The latest figures show the economy of the Kenai Peninsula Borough was a mixed bag during the third quarter of 2002, which ended Sept. 30, according to the borough's latest quarterly report.
Published four times a year, the Quarterly Report of Key Economic Indicators produced by the Com-munity and Economic Devel-opment Division breaks down pertinent data into various categories -- geographic location, gains or losses by industry, and the like. It also lists such information as the value, volume and type of construction permits, employment figures and population.
'If I were mayor, I'd require building permits (in the unincorporated borough) and the reporting of nontaxable sales. That way we'd report a much better picture.'
The third quarter report showed gross sales for the quarter were down boroughwide, falling by 4.8 percent from the third quarter of 2001. However, taxable sales increased 3.1 percent. In terms of dollars, third quarter gross sales fell from $621 million in 2001 to $591 million this year, while taxable sales grew from $233 million last year to $240 million in 2002.
Although gross and taxable sales trends diverged during the quarter, for the first three quarters of 2002, both figures increased.
Homer's gross sales jumped 12.9 percent during the quarter, as that city led all others in the category for the second quarter in a row, according to the division analysis. Soldotna, meanwhile, registered a 7.2-percent gross-sales increase in the third quarter.
The figures from those two cities offset double-digit gross-sales declines in Kenai (-14.1 percent), Seldovia (-17.6 percent) and Seward (-11.5 percent), the report said. Kenai and Seward, however, registered slight increases in taxable sales. In Seldovia, taxable sales fell for the quarter.
Areas outside the cities also showed a gross sales decline of 9 percent.
Jeanne Camp, economic analyst with the division and producer of the quarterly report, said Homer's increase in retail and services likely is the result of better tourism numbers, but until further statistics come in she couldn't tell for sure. Soldotna's increase, meanwhile, probably is the result of that community's diversified economy, Camp said.
She could not say why Kenai, Seward and Seldovia saw decreases in gross sales during the third quarter. However, Camp did point out the borough does not have access to certain figures that could paint a clearer picture.

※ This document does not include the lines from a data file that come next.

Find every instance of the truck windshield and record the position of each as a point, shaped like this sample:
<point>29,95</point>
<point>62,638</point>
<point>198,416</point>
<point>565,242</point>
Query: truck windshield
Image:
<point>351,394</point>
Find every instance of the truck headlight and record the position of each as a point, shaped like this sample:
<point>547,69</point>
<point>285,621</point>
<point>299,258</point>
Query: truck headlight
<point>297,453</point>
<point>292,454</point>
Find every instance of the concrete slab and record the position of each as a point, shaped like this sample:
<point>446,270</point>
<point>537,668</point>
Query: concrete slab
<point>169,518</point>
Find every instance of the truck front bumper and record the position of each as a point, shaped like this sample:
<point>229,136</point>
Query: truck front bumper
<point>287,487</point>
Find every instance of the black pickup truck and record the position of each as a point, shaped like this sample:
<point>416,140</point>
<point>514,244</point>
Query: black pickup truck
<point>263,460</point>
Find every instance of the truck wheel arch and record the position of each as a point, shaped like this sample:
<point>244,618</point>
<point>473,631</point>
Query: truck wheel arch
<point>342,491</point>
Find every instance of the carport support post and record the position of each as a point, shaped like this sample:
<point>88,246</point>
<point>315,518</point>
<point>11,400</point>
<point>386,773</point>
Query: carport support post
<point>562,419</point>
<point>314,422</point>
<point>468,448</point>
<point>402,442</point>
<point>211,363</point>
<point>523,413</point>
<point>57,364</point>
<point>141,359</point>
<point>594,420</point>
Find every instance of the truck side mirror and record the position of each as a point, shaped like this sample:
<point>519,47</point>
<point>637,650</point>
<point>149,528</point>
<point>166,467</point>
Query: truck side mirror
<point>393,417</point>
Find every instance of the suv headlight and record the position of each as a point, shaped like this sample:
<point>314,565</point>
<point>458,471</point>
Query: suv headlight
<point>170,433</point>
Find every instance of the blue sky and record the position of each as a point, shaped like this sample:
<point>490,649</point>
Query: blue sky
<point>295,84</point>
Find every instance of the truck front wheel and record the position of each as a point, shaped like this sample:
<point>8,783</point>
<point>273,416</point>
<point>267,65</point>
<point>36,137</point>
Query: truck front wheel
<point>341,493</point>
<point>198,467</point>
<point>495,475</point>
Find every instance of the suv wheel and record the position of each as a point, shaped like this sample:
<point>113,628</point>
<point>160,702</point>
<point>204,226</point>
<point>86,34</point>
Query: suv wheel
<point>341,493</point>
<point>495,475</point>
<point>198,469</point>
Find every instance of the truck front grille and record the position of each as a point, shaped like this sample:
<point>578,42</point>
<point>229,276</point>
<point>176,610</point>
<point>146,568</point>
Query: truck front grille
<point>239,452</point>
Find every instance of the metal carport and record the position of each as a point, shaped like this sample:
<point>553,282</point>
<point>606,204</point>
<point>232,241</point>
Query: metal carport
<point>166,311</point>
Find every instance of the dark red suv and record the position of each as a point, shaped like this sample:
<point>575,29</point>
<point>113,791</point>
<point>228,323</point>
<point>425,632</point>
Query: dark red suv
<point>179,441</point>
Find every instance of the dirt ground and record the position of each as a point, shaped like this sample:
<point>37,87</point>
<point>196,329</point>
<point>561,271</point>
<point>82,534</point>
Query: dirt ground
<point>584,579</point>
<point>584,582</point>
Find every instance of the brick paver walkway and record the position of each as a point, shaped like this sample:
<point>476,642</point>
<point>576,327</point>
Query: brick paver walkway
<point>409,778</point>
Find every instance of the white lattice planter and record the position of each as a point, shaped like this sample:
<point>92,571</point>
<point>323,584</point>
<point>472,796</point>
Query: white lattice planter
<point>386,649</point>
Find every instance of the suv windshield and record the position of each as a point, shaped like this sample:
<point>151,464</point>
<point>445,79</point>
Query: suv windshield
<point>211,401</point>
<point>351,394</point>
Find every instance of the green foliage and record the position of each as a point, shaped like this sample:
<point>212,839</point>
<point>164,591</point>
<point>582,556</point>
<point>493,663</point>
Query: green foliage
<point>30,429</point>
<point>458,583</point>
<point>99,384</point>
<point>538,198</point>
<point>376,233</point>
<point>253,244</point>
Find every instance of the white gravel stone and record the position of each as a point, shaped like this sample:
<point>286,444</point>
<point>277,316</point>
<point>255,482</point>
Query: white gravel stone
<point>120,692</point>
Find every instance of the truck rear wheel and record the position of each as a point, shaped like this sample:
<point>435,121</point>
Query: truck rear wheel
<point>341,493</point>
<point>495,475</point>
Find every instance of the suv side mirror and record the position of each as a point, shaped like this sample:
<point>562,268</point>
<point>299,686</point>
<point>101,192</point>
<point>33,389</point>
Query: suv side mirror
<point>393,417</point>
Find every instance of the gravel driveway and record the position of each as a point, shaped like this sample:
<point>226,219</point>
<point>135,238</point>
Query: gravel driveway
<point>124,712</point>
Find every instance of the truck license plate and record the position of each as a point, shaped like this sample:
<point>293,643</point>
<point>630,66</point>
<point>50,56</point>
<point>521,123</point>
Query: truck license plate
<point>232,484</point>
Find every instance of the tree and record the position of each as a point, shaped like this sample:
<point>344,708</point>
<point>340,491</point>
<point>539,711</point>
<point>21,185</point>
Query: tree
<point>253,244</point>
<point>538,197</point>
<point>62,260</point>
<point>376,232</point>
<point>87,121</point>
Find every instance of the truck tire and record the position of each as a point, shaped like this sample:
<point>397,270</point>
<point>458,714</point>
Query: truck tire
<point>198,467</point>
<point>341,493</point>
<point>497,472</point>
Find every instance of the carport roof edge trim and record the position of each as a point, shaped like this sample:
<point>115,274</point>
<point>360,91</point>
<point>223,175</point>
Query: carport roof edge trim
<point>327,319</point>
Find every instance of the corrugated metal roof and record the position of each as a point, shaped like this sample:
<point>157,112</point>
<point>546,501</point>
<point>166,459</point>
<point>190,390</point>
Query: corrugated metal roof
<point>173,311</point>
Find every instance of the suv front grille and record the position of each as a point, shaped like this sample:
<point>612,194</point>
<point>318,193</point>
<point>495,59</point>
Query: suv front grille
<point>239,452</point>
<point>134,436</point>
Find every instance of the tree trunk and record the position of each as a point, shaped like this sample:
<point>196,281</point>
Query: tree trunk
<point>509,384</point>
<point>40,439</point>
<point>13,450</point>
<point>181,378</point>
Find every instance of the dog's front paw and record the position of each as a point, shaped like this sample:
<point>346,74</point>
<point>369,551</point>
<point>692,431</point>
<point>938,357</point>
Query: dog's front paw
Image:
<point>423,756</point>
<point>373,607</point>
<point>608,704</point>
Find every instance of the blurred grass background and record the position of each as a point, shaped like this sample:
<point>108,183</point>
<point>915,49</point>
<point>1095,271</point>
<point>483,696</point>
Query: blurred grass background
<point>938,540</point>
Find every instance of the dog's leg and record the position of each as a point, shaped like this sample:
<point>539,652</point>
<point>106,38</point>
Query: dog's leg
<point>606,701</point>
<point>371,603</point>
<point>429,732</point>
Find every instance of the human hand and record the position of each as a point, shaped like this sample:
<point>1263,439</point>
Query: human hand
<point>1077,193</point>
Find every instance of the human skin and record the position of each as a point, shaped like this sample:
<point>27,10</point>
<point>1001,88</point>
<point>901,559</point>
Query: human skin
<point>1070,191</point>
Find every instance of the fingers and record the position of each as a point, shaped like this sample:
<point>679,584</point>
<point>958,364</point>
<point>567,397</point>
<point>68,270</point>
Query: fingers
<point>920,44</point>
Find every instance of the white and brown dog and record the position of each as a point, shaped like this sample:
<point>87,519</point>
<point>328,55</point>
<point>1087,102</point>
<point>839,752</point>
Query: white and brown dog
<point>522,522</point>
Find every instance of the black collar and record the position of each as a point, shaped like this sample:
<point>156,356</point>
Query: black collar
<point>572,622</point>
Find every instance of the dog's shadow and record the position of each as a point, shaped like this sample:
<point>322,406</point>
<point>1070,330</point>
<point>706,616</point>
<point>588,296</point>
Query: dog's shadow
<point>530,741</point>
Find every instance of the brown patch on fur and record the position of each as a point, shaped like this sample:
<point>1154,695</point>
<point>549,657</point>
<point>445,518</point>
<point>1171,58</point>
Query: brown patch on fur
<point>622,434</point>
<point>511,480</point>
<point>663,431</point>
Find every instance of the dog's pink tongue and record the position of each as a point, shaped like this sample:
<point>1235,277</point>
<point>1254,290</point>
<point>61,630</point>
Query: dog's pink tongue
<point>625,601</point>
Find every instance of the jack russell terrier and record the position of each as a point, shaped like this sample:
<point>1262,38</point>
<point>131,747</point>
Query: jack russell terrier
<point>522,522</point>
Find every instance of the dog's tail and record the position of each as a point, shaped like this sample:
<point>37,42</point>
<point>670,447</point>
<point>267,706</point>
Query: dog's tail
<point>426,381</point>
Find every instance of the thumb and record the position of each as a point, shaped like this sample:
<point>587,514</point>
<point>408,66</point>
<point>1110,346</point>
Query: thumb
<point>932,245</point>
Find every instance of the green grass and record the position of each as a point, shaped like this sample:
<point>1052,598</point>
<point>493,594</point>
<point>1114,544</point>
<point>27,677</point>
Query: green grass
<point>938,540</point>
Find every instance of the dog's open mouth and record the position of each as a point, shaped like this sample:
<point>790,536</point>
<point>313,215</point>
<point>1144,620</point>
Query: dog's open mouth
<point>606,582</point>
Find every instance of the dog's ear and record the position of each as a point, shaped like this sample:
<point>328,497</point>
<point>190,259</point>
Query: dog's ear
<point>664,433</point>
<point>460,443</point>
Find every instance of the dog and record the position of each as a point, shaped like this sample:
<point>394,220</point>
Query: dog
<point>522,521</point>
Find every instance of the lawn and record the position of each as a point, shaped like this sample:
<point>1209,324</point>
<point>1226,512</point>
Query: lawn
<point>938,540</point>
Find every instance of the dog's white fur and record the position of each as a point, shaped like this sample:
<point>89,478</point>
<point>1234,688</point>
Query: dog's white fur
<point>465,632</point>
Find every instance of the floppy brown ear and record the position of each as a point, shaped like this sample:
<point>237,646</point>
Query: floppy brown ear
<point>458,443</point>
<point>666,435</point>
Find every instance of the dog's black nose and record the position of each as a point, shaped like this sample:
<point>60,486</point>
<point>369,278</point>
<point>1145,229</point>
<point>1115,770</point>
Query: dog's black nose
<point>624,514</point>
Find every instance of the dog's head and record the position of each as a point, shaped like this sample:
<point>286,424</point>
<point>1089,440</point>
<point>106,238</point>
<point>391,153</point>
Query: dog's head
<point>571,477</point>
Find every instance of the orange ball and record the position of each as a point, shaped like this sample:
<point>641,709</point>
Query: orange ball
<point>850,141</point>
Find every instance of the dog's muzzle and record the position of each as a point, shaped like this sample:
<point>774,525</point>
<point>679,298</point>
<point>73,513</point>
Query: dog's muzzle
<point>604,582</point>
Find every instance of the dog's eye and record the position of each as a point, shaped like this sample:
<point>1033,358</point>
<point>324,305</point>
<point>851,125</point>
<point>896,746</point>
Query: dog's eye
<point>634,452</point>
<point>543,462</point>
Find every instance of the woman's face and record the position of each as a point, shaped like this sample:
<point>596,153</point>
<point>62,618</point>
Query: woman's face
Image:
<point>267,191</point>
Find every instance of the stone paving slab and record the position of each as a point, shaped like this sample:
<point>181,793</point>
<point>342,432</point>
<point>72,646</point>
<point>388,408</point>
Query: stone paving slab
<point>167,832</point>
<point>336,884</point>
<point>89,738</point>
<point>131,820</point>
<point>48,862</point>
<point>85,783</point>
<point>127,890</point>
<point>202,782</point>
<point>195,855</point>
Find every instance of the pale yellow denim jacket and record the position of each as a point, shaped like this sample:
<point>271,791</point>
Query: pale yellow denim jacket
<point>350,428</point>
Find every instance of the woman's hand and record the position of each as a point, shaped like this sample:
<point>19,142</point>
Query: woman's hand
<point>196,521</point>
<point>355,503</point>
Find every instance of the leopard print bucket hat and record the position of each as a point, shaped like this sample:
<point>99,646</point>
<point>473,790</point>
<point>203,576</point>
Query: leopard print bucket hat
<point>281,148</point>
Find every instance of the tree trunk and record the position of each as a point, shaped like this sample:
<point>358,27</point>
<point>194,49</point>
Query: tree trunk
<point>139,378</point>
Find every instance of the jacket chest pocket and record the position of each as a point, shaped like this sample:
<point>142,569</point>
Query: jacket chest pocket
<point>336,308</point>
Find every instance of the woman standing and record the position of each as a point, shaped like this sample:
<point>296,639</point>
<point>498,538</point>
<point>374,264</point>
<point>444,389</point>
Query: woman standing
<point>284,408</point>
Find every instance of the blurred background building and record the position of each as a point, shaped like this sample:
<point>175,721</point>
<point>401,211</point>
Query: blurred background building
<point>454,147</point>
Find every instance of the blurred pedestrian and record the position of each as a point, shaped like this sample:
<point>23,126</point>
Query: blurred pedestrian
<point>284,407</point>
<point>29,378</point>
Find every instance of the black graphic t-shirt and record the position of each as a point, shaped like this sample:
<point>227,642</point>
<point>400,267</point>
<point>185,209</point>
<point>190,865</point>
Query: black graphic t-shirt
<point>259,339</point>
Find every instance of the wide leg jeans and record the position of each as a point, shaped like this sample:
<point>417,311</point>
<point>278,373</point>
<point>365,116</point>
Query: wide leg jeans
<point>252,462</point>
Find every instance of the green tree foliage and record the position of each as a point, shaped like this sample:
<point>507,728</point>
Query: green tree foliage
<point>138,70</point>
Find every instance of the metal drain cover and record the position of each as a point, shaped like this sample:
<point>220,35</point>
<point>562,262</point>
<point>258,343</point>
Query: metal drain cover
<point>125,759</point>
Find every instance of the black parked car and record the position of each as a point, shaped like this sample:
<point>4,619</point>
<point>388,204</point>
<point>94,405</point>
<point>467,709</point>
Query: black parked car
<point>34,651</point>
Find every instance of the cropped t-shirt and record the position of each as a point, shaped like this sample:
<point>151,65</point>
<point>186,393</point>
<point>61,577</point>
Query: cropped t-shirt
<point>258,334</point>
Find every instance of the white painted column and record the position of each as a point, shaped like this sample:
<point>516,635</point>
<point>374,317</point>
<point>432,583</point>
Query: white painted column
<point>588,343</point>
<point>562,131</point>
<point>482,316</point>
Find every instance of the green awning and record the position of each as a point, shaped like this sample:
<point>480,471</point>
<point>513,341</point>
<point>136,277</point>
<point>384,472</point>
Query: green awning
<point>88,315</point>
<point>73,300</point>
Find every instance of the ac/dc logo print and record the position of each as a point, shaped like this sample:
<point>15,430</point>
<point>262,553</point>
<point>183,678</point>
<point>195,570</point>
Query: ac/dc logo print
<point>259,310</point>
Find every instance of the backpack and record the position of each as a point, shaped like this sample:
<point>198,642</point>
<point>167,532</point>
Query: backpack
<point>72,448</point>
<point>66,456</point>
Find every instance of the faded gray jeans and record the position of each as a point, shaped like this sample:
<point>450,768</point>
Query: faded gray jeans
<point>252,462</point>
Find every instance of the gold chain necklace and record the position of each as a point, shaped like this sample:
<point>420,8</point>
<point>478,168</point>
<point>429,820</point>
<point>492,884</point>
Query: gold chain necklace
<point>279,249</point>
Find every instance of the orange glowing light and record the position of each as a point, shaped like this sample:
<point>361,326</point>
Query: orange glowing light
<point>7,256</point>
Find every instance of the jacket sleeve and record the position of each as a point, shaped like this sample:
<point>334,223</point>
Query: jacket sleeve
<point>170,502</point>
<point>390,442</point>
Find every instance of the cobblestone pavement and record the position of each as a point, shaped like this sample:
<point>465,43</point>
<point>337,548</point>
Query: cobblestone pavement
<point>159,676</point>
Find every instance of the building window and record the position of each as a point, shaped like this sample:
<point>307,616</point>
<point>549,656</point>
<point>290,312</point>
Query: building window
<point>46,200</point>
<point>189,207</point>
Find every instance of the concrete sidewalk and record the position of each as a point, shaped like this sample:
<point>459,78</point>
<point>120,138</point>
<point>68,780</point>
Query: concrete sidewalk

"There is no incentive for reporting nontaxable sales," she said.
While the sales tax form includes lines for nontaxable sales, it is only the taxable sales that the borough most desires and for which it provides penalties when those figures are not provided.
"If I were mayor," Camp said, "I'd require building permits (in the unincorporated borough) and the reporting of nontaxable sales. That way we'd report a much better picture."
Unreported nontaxable sales represent a hidden economy, she said. How big?
"That's anybody's guess," she said.
The report also analyzed gross sales figures by sectors.
Showing a 5.5 percent gross sales increase, the services sector outperformed all others during the third quarter of this year. However, the wholesale sector did chalk up a 1.4 percent gain, and transportation, communications and public utilities -- which are lumped together under the heading TCPU -- showed gross sales were up .2 percent.
In analyzing boroughwide gross and taxable sales by industry and comparing them to the third quarter of 2001, the report indicated that for retail sales, the largest industry in the borough, gross sales in 2002 fell .2 percent. All other industries showed double-digit declines.
Finance, insurance and real estate, or FIRE, declined 10.4 percent; agriculture, forestry and fishing, or AFF, dropped 13 percent; and manufacturing sales were down 13.8 percent. Construction sales fell 18.2 percent, and gross sales in mining marked down 24.8 percent.
But while gross sales were down, for some industries taxable sales were up. Retail taxable sales grew 2.2 percent over the same period in 2001. The service sector showed a 3.7-percent increase. Modest gains also were recorded in construction, manufacturing and transportation, communications and public utilities.
Camp cautioned, however, that while it is encouraging to see taxable sales in retail and service showing good increases, it also likely means that's where the jobs are going. And that may mean that lower paying service and retail jobs are replacing higher-paying jobs in other sectors. Employment figures for the entire year, when available, may be more specific, Camp said.
The division analysis said the oil and gas industry was a bright spot owing to continued oil and gas exploration activities in Cook Inlet and the reevaluation of old finds because of new technology.
"With the change in administration, hope has been revitalized for building an Alaska gas pipeline and for streamlining the permitting process," the report said. "The Kenai-Kachemak gas pipeline is close to becoming a reality with permitting complete and work scheduled to begin this winter."
The pipeline is scheduled for completion in October 2, and gas should be flowing by January 2004.
In construction, some 125 permits were issued, up 33 percent over the third quarter of 2001. They were valued at $16.6 million, up by nearly 56 percent, the division said. Kenai was the building hot spot for the borough during the quarter, but year-to-date figures gave Seward the building-boom nod for the year through Sept. 30.